Born in Enid, Oklahoma, on December 28, 1904, Jackson Selover Champlin was appointed Midshipman from the Eighth Congressional District and entering the US Naval Academy, Annapolis, Maryland, on June 28, 1921. He was graduated and commissioned Ensign on June 3, 1925, and through subsequent promotions attained the rank of Captain on August 30, 1944, to date from July 20, 1943.
Following graduation from the Naval Academy in June 1925, he was assigned to USS Colorado for two years, and to USS Rochester for two years. He received a Letter of Commendation from the Secretary of the Navy for his performance of duty as Secondary Battery Control Officer aboard the Rochester during the 1928-1929 Gunnery Year Competition. Remaining at sea, he served aboard USS Detroit from May 29 to October 5, 1929. Ordered next to the New York Shipbuilding Company, at Camden, New Jersey, he assisted in fitting out USS Salt Lake City, and served aboard that cruiser from her commissioning, December 11, 1929 until June 25, 1932. During that period, the Salt Lake City operated as a unit of Cruiser Division 5, Scouting Force.
After a year’s instruction in General Line at the Postgraduate School, Annapolis, Maryland, he was placed in charge of the Fire-Control Instrument School at the Ford Instrument Company, Long Island, New York, from June 1933 until July 1934. He next had duty afloat aboard USS Pennsylvania, flagship of Commander in Chief, US Fleet. He was detached on May 31, 1937, and a month later returned to the Navy Academy for duty as an instructor in the Department of Ordnance and Gunnery.

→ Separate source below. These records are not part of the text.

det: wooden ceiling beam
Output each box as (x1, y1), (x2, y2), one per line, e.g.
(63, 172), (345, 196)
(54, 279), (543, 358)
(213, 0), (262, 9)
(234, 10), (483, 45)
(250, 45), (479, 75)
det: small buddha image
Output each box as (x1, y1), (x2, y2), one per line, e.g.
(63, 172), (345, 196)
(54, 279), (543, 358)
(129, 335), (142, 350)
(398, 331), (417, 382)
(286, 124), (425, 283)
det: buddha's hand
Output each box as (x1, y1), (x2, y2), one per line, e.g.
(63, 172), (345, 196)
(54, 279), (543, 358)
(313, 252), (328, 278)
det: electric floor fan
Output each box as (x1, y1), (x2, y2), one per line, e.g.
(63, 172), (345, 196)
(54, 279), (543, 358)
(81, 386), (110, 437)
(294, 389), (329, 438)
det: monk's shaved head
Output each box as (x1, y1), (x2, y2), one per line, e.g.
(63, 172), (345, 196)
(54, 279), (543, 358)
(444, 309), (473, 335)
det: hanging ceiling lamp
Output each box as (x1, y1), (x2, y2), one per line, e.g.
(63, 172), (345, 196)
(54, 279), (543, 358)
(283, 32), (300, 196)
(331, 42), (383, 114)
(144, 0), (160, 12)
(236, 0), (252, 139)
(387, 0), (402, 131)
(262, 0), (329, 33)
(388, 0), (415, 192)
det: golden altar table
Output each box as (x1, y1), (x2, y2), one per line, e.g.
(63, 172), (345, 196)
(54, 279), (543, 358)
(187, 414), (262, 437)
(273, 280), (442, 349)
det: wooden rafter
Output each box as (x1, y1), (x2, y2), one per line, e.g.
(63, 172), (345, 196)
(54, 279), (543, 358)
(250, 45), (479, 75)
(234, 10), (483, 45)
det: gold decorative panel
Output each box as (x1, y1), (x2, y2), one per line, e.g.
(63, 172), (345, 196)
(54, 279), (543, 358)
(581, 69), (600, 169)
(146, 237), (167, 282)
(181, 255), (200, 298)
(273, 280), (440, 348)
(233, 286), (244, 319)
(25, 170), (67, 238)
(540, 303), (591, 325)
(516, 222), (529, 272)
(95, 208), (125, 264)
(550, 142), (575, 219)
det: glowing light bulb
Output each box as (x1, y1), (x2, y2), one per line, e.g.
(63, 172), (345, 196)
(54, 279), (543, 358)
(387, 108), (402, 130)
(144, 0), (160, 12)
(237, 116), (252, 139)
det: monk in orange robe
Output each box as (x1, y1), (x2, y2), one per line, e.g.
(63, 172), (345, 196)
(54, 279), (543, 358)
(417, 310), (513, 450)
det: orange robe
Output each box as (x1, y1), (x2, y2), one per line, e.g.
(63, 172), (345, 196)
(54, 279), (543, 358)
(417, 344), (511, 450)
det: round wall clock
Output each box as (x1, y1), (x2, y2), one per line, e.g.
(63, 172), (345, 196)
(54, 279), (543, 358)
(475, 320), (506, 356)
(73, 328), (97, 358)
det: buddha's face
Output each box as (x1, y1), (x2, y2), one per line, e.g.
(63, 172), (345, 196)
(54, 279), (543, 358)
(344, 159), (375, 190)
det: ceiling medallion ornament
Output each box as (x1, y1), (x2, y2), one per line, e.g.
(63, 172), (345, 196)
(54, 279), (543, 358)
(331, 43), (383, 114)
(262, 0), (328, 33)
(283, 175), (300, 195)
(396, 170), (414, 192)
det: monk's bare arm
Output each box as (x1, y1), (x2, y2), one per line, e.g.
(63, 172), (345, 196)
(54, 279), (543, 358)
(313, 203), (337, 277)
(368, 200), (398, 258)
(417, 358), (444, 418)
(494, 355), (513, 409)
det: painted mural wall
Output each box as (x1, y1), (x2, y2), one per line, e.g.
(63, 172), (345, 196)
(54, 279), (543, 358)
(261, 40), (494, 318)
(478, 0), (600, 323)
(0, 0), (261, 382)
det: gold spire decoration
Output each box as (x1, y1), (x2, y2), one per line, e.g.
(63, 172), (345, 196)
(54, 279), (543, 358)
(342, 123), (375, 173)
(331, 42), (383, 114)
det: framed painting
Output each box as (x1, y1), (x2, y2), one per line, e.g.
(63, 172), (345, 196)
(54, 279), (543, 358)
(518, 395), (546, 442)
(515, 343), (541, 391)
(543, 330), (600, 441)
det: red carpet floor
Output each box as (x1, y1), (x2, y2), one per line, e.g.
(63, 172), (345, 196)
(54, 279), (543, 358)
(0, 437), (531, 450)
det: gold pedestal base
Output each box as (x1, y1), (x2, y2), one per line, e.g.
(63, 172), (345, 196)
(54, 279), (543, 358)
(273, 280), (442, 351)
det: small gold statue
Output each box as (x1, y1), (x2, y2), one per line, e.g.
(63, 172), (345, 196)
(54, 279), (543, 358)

On December 11, 1939 he recommissioned and assumed command of USS Haraden. He remained in command of that destroyer until February 3, 1940, shortly before her transfer to Great Britain under “lend-lease.” On March 1 he joined USS Colorado as Gunnery Officer. He remained aboard the battleship until August 1943, when he was designated Aide and Flag Secretary on the staff of Commander Cruiser Division during action against enemy Japanese forces in operations ranging from the Solomon Islands through the Gilberts, the Marshalls, the Marianas and culminating in the First Battle of the Philippines, during the period September 5, 1943 to August 18, 1944…”
“Tireless and skilled in discharging the responsibilities of this important duty, (he) participated in the capture and occupation of many heavily fortified Japanese-held islands during the steady advance of our forces westward toward the enemy’s home waters… Captain Champlin contributed materially to the effective surface support of vital invasions and to the damage inflicted on the Japanese by our naval forces…”
He reported to headquarters, Twelfth Naval District, in August 1944, and on October 7, 1944 was ordered to a shore assignment in the Bureau of Ordnance, Navy Department, Washington, DC, where he was placed in charge of research and development of naval guns, mounts and missile launchers. Detached in October 1948, he assumed command of USS Mt. Olympus, and continued in command of that Amphibious Force, Flagship, in the Atlantic, until December 1949. He next had thirty-three months’ duty in the Office of the Chief of Naval Operations, Navy Department, attained to the Division of International Affairs as Chief of Foreign Military Aid Matters.
From September 1951 to July 1953 he served as Sub Chief, Naval Mission to Brazil. The Brazilian Government awarded him the Order of Naval Merit, degree of Commander, which was presented personally by the Brazilian Chief of Naval Operations on October 9, 1953.
Since his return to the United States, he has been assigned to the staff of the Commander, Ninth Naval District.
In addition to the Bronze Star Medal with Combat “V,” and the Brazilian decoration, Captain Champlin has the Secord Nicaraguan Campaign Medal; the American Defense Service Medal, Fleet Clasp; the Asiatic-Pacific Campaign Medal; the American Campaign Medal; the World War II Victory Medal; and the National Defense Service Medal.